Ross's Reason This Does Not Work:
The real error is in the problem statement. The system has no way of determining whether $ \omega_0\ $ is positive or negative, because it sees its input as a sum of complex conjugate exponentials. i.e. $ cos(\omega_0)=cos(-\omega_0)\ $ and the system has no way of knowing which of the two was input, positive or negative.
If we take to problem statement literally, then $ \omega_0\ $ must be restricted to 0, because:
- $ cos(-\omega_0n)\rightarrow-\omega_0cos(-\omega_0n)\ $
which is equal to: $ cos(\omega_0n)\rightarrow-\omega_0cos(\omega_0n) $
but: $ cos(\omega_0n)\rightarrow\omega_0cos(\omega_0n) $
thus: $ \omega_0=-\omega_0\ $ and the only way this is true is when $ \omega_0=0\ $
To deal with this issue, the solution key solved the problem using the following instead:
- $ cos(\omega_0n)\rightarrow\left|\omega_0\right|cos(\omega_0n)\ $
Answer Key's Solution:
Exactly as it says...
From the given information, it is clear that when the input to the system is a complex exponential of frequency $ \omega_0\ $ the output is a complex exponential of the same frequency but scaled by the $ \left|\omega_0\right|\ $. Therefore, the frequency response of the system is
- $ H(\omega)=\left|\omega\right|,\;\;\; for \; 0\leq\left|\omega\right|\leq\pi $.

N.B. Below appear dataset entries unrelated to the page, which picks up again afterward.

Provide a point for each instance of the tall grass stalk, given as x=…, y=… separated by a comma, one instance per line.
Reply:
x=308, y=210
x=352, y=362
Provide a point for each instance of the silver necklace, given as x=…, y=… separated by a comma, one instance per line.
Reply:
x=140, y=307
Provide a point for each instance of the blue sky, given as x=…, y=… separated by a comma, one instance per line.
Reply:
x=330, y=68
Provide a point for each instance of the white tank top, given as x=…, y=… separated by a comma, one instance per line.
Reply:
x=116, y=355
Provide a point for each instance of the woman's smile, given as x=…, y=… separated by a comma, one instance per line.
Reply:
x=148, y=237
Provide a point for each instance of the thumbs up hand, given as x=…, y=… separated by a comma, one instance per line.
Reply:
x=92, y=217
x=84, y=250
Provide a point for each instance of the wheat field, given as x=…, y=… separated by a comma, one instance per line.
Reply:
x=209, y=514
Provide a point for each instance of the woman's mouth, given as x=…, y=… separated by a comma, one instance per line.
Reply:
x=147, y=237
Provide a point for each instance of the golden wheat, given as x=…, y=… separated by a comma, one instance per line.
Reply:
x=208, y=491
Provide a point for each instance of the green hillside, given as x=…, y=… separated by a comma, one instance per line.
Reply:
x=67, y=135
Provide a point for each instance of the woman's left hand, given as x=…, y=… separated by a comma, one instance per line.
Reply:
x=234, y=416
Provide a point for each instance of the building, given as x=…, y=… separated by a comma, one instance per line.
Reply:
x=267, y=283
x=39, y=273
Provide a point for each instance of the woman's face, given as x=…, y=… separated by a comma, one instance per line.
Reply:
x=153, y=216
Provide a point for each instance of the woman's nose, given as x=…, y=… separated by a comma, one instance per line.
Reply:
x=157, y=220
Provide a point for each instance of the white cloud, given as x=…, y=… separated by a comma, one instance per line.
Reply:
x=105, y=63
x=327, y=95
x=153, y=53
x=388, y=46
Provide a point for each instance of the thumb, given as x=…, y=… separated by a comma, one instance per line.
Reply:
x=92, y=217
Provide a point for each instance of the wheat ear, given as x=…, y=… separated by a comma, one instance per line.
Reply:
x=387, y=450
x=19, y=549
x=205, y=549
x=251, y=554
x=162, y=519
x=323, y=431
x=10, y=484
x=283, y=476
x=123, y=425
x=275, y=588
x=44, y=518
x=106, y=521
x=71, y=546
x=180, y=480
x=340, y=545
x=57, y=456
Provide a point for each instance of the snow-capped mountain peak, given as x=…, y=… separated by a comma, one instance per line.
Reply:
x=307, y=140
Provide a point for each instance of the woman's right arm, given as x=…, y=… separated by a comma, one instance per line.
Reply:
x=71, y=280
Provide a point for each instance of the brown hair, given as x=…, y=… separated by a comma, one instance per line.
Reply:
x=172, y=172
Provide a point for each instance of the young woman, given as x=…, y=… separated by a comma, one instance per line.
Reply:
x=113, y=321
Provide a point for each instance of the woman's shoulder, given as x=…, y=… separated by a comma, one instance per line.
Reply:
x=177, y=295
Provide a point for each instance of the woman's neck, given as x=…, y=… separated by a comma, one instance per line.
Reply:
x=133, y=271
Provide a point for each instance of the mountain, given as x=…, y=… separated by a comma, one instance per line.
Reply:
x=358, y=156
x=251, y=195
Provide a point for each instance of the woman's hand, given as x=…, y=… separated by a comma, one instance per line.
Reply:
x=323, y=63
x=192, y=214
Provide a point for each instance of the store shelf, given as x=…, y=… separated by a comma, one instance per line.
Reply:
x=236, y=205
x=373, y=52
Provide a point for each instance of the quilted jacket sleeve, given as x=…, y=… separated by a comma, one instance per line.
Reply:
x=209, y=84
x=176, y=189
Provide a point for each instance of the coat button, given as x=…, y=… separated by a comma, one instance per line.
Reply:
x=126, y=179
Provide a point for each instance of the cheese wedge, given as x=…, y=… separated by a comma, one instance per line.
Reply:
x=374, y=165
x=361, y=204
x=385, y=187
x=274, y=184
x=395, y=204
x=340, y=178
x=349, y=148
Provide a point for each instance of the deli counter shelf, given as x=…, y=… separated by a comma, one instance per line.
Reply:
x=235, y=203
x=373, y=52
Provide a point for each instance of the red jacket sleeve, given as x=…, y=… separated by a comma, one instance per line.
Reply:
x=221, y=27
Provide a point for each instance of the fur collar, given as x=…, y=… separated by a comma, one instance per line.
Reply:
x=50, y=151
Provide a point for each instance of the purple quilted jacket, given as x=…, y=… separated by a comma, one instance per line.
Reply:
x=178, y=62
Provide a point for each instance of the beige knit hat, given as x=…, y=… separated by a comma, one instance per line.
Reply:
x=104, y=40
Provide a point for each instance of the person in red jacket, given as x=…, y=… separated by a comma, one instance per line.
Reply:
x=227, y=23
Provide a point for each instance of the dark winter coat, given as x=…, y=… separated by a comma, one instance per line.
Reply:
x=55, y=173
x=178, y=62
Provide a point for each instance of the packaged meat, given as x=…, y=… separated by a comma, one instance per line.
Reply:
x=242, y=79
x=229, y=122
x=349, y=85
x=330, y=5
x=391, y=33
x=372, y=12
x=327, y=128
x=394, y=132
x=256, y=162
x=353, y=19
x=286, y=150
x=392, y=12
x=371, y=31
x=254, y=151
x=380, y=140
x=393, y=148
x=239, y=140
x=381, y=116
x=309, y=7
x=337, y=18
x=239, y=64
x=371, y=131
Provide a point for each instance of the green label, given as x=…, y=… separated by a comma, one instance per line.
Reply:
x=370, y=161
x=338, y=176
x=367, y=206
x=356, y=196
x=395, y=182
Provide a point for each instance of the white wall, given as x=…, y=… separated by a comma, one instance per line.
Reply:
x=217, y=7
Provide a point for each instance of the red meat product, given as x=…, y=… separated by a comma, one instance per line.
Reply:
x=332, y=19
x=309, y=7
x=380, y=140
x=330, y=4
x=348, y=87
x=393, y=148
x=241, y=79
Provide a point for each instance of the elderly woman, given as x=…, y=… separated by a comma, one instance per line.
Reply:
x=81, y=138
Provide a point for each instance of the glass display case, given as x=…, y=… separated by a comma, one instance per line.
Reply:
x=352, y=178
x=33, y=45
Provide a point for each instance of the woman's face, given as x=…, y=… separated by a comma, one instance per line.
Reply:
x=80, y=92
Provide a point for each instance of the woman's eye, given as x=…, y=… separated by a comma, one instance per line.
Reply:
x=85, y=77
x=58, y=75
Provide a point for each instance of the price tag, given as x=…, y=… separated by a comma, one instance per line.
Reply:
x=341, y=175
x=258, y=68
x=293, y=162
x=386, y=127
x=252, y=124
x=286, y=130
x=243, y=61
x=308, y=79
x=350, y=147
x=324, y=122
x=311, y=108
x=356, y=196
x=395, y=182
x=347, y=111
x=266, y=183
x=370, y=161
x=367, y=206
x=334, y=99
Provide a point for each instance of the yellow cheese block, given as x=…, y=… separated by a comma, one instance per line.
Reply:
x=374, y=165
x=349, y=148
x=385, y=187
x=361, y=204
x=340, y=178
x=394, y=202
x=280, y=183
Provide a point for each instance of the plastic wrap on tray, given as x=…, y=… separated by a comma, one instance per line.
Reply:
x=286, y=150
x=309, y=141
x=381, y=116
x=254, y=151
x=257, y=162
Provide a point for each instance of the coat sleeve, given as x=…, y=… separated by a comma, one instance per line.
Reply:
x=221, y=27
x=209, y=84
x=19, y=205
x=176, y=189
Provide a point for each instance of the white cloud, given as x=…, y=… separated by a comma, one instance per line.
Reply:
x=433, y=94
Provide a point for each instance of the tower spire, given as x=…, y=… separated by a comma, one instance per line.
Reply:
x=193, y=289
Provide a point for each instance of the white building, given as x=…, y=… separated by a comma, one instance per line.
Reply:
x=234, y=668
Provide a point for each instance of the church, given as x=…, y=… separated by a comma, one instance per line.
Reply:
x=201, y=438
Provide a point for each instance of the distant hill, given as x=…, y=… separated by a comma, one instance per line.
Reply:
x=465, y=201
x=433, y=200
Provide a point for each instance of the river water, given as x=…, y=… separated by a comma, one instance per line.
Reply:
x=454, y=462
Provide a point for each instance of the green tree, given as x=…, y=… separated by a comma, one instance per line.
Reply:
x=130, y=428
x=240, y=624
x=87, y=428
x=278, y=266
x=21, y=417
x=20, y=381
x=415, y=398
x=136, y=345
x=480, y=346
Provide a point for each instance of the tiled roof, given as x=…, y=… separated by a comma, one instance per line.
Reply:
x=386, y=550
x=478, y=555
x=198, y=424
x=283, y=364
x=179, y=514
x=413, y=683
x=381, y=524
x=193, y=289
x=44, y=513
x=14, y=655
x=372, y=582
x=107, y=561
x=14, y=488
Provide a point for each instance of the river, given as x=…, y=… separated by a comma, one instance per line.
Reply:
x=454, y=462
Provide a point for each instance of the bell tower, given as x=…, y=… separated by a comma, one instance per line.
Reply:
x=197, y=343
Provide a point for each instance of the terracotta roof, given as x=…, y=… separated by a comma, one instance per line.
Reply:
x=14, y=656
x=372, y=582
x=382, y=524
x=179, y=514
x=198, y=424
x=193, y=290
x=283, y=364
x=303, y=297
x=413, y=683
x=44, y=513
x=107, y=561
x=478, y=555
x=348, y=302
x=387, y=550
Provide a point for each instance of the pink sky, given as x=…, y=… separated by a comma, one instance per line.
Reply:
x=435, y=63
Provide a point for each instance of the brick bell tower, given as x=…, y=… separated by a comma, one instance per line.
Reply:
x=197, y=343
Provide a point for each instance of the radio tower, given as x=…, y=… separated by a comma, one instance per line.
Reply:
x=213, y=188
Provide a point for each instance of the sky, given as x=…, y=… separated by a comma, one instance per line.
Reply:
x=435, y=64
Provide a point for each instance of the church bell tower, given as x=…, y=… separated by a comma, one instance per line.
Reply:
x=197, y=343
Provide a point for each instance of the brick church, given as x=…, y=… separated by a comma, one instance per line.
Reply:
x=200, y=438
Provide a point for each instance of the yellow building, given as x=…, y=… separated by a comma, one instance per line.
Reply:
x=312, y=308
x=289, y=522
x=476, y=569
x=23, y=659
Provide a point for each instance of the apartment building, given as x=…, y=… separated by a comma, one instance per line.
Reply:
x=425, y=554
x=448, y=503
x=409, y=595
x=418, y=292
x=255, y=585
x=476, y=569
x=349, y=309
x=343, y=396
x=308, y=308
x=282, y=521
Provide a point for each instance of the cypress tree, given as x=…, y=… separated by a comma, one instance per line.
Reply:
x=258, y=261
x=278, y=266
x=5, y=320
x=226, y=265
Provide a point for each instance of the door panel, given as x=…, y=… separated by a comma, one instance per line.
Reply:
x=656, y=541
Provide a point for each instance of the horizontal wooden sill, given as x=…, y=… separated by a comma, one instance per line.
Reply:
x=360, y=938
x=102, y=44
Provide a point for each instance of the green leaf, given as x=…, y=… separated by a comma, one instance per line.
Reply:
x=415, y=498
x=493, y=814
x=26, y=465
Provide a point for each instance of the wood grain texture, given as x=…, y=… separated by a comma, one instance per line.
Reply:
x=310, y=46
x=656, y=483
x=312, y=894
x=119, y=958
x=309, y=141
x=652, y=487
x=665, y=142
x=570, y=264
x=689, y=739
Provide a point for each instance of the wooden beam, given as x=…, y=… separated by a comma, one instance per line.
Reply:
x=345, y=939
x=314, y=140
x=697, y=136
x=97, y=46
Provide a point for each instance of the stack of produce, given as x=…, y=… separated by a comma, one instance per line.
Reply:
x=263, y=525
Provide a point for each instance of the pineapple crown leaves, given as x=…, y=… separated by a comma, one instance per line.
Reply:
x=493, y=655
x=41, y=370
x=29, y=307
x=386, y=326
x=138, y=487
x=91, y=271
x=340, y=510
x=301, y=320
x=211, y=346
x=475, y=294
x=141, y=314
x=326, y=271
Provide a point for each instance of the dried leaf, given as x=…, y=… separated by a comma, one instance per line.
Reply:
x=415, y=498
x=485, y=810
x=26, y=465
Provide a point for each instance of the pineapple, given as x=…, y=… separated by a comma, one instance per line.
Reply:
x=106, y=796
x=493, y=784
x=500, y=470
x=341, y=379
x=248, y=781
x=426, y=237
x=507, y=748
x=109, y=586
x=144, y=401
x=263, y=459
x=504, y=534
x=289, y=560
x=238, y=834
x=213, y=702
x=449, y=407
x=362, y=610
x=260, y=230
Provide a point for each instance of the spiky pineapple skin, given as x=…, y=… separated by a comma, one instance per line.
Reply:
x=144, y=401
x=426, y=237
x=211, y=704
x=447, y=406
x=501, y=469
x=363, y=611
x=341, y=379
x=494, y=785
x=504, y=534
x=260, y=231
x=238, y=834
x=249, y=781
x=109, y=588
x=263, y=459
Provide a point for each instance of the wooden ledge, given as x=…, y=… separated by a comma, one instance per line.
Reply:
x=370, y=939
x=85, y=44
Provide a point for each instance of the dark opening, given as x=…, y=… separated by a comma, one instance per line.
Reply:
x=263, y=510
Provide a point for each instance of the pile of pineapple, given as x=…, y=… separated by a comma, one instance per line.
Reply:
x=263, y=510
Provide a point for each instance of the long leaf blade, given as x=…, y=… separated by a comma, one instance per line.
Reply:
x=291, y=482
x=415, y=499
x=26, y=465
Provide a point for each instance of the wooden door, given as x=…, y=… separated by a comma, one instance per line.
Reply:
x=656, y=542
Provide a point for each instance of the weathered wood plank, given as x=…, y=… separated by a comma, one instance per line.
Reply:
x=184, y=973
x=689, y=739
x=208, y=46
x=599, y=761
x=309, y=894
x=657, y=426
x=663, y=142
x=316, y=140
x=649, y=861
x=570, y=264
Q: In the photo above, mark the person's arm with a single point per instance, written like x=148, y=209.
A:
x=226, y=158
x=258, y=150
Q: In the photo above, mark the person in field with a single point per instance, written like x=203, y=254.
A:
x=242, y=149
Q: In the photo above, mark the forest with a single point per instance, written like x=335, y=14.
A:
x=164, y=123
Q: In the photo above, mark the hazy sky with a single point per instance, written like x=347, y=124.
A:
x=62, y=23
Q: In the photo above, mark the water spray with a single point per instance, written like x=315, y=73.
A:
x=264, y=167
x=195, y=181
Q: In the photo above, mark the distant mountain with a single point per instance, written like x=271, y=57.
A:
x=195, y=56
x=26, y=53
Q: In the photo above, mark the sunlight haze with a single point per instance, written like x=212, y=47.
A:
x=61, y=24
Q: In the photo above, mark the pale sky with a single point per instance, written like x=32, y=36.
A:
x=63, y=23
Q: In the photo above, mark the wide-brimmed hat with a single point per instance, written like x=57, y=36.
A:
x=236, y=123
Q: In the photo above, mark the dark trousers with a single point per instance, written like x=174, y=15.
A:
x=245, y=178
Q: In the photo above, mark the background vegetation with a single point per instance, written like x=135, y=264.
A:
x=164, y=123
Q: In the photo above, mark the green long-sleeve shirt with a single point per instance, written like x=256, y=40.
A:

Taking the inverse Fourier transform of the frequency response, we obtain
- $ \begin{align} h[n]&=\frac{1}{2\pi}\int_{-\pi}^\pi H(\omega)e^{j\omega n}d\omega \\ &=\frac{1}{2\pi}\int_{-\pi}^0 -\omega e^{j\omega n}d\omega+\frac{1}{2\pi}\int_0^\pi \omega e^{j\omega n}d\omega \\ &=\frac{1}{\pi}\int_0^\pi \omega cos(\omega n)d\omega \\ &=\frac{1}{\pi}\left(\frac{cos(n\pi)-1}{n^2}\right) \end{align} $
Theirs seems logically correct to me (except for the absolute value part), but mine seems mathematically correct. Where is the problem.
comments:
One problem with your answer --mireille.boutin.1, Fri, 19 Oct 2007 14:53:56 Dividing by zero, or by infinity, is not recommended.